Mary Kay unwrapped the towel from which tumbled a mass of black wet curls. “It’s not too late. Look at it this way, maybe that’s something you and Amanda can work on together—finding a way to thank Lynne.”
Carol reached into her suitcase and stopped, the answer suddenly clear. “You’re right. Lynne tried to bring us together in life. What better way to honor her memory than the two of us reuniting after her death?”
It was the sort of sweet, practical advice Lynne would have given if she’d been there.

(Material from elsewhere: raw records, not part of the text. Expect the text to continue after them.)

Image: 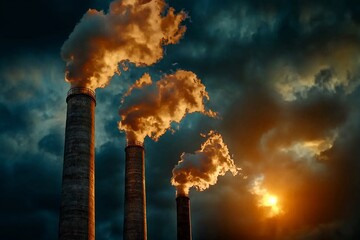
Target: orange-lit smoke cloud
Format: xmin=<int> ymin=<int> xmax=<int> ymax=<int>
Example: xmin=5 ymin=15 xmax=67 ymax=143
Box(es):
xmin=119 ymin=70 xmax=216 ymax=142
xmin=250 ymin=176 xmax=282 ymax=217
xmin=61 ymin=0 xmax=186 ymax=89
xmin=171 ymin=131 xmax=240 ymax=196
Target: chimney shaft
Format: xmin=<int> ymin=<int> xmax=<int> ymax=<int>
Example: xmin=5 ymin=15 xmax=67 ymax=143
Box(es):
xmin=124 ymin=143 xmax=147 ymax=240
xmin=59 ymin=88 xmax=96 ymax=240
xmin=176 ymin=196 xmax=191 ymax=240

And who was to say that in some way she wasn’t?
That morning, Beth was in rare form.
Up since eight, she’d packed the kitchen, wiped down all the counters, and even managed to squeeze in the free hotel breakfast—artificially yellow eggs, stale toast, and sausages that didn’t taste quite right. For Mary Kay and Carol, she’d pilfered a green banana, a mushy apple, and a couple of light yogurts. But the coffee didn’t pass, so she got in the car and hunted down a Starbucks, thoughtfully tailoring each order to their needs before returning to the hotel and checking out to prevent them from being charged another day.
Now she had her bag in tow, ready to go. “They said the room was already paid. How did that happen?”
Carol pretended to be busy organizing her work stuff.
“Did you pay, Mary Kay?”
Mary Kay grabbed the handle of her suitcase and unlatched the door. “Not me. Must have been Carol.”
Carol shrugged as if she, too, were clueless, though she wasn’t. She’d paid the bill the night before, partly to save Beth the money and also as a way of mollifying the manager who’d called twice to report that guests had filed noise complaints.
“Hmmm. A mysterious bill payer. I must get to the bottom of this.” Beth dragged her suitcase out, limping.
“You OK?” Mary Kay asked. “You look a little sore.”
“I am sore. I made the mistake of sitting down and reading the Sunday paper. Now I can hardly move from that running we did yesterday.”
“You just need to stretch more before and afterward,” Carol said, wistfully conducting a last-minute scan of the room, boring and lifeless now that Mary Kay had packed up her candles and pillows and stuck the flowers in the lobby. They’d had such a terrific night. It was almost a shame to leave. Plus, it was raining and a Sunday, a day to be home in sweats doing laundry and lollygagging on the couch reading the comics.